The elderly man who scanned my purchases at Target this week concluded our brief interaction with the valediction "merry Christmas!"
There was just a touch of mischief in his voice; he seemed to delight in saying the phrase, especially as an employee of a corporation known for its progressive politics.
It seems that President Donald Trump would approve. He has alternately attracted scorn and approbation from the likely places for pointedly including the traditional greeting in public statements and encouraging others — especially retail workers — to do so as well.
In fact, at an event in Utah, Trump recently declared that Christmas is "bigger and better than ever" on his watch.
On one hand, this attempt to politically capitalize on Christmas is simply part of the president's cynical and ham-handed pantomiming of Christian politics. But it also emerges from a view of the way personal interactions are supposed to work that Trump imports from his particular brand of business experience.

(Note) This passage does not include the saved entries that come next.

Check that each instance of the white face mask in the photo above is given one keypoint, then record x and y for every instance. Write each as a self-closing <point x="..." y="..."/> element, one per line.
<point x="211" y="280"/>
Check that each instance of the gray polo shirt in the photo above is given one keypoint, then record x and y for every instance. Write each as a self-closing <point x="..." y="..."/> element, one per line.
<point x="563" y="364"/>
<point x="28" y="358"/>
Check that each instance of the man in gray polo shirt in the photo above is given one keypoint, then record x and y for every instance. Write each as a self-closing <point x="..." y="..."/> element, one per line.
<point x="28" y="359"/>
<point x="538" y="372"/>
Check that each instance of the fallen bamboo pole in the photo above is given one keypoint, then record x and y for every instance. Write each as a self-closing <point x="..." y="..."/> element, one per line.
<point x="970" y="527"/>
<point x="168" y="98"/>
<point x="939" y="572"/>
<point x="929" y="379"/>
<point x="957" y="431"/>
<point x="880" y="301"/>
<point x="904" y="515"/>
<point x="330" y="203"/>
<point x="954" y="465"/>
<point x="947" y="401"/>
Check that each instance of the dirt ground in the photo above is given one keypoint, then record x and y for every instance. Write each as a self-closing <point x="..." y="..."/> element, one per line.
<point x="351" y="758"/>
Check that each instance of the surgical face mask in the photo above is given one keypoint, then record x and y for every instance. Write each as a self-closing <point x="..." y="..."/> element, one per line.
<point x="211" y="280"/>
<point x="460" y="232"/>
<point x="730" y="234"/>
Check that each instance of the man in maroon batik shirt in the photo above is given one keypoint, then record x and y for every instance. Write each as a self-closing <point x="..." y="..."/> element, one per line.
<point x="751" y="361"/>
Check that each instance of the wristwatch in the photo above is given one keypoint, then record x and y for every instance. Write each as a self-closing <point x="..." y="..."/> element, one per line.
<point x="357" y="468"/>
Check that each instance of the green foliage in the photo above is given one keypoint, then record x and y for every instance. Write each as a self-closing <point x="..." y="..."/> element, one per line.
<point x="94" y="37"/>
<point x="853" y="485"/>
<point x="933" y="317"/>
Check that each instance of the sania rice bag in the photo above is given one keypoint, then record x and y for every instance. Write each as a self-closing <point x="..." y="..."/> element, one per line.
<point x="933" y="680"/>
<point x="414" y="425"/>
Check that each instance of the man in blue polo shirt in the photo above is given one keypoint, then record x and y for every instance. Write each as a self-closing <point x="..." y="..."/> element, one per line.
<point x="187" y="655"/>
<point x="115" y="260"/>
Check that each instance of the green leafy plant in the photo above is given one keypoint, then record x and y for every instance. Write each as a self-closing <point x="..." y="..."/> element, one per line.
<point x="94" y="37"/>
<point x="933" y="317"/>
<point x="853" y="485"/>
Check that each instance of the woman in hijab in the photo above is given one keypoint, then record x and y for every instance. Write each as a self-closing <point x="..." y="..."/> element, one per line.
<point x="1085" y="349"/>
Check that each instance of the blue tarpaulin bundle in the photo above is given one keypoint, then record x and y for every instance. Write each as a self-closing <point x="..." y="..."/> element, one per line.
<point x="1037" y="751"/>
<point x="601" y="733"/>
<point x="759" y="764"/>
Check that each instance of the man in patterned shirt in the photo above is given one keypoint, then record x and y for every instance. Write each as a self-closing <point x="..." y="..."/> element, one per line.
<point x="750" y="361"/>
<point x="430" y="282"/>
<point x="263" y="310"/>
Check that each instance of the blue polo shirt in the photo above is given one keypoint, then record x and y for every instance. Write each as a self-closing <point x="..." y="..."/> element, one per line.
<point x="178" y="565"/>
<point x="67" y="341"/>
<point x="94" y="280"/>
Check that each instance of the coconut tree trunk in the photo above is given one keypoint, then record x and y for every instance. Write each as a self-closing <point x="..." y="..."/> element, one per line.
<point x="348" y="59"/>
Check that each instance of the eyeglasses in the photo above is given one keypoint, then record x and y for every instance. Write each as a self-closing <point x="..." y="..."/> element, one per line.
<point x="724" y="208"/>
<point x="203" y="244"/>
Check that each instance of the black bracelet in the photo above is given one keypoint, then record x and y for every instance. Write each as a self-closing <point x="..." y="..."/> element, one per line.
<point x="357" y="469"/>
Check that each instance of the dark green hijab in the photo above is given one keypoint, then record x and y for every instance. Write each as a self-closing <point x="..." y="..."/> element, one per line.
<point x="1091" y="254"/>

If, as the president seems to think, nearly every interaction and relationship is defined by antagonistic negotiation, then sensitivity to the emotions and desires of others is at best superfluous and at worst a childish and counterproductive vice.
Now, I don't actually think that there has ever been a huge cohort of people out there who are gravely offended by hearing the words "merry Christmas." The politicization of holiday greetings has been a particularly silly proxy battle in the culture wars. It has been useful to both sides to pretend that mentioning the dominant winter holiday makes large numbers of marginalized people/adolescent snowflakes feel unwelcome, even if few ever express any real discomfort with it either way.
Yet Trump's method of engaging in this battle seems calculated to reify the mythical conflict. For the president, the traditional Christmas greeting is valuable not as a sharing of the glad tidings of the savior's birth, but only as a kind of rhetorical weapon whose purpose is to offend others' sensitivities — to be "politically incorrect," as the intolerable cliché goes.